絶え間無く書類が届く。
紙の時もあれば、画面上に表示されることもある。
けれどもやることは変わらない。ただひたすら目を動かして文字とグラフの大群を追っていく。
合っていればそのまま放流してやれば良いし、そうでなければ捕まえて一つずつ正していく。ただそれだけだ。
思えば半年間、ずっとこの調子だな、と一旦目を止めて耽る。
信じられない程速く、今の地位に立つことができた。給料も職場での立ち位置も、何もかもの質が高まった。
けれども今の生活に満足しているかと言われれば、正直そうでもない。
やることは殆ど、部下の仕事や書類のチェック、もしくは会食。それだけで一日が過ぎると思えば楽だろうが、裏を返せばそれ以外にやることが無い退屈な仕事だ。

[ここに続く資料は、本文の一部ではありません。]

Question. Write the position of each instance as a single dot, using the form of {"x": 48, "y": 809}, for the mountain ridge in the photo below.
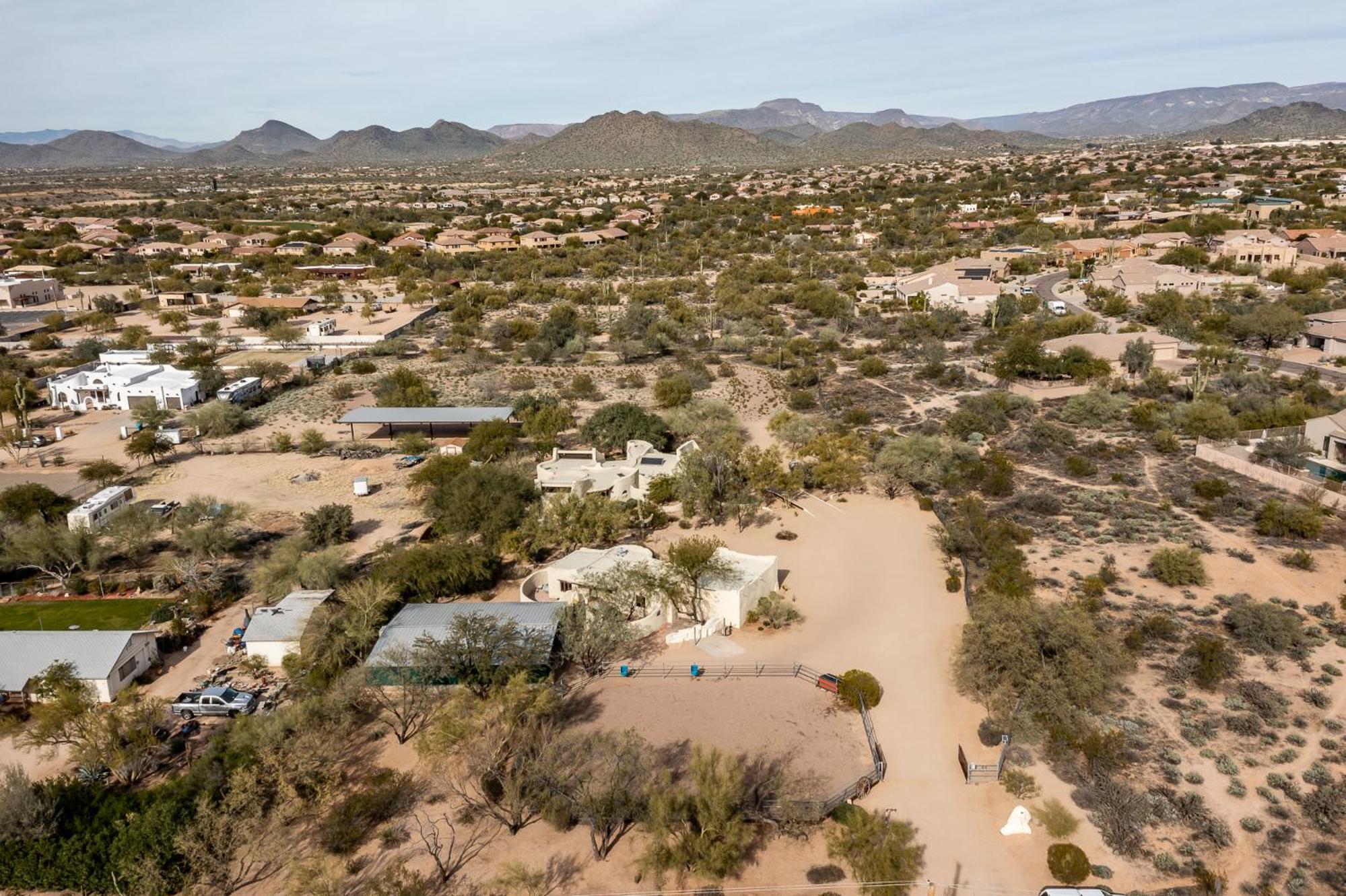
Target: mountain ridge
{"x": 1304, "y": 120}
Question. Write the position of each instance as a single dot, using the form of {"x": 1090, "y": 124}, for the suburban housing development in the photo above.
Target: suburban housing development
{"x": 757, "y": 501}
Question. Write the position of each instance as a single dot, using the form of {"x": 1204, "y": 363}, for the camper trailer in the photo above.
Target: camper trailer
{"x": 96, "y": 512}
{"x": 240, "y": 389}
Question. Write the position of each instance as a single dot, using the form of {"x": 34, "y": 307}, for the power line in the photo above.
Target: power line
{"x": 788, "y": 889}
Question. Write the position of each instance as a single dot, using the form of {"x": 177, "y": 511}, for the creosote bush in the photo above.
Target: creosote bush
{"x": 1068, "y": 863}
{"x": 858, "y": 684}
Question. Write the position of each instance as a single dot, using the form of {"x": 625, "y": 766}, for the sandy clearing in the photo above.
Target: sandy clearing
{"x": 870, "y": 584}
{"x": 780, "y": 719}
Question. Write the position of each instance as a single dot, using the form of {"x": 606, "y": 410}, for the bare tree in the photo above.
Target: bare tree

『広報部長 柊沙也加 Hiiragi Sayaka』と書かれたネームプレートが、無意味な重荷のようで嫌になる。
──まぁ、色々忘れられるんだから良いんだけど。
すると、
「部長」
前方から女性社員がパソコンを持ちながら近寄って来た。
仕事はかなりできるし、いつも何かあった時に報告しに来てくれるので、重宝している社員だ。
どうしたの、と声をかけると画面を見せられる。
『MOKA』というアカウントによるSNSの投稿には、画像と共に『なんか当たったんだけどwww』という文言が添えられている。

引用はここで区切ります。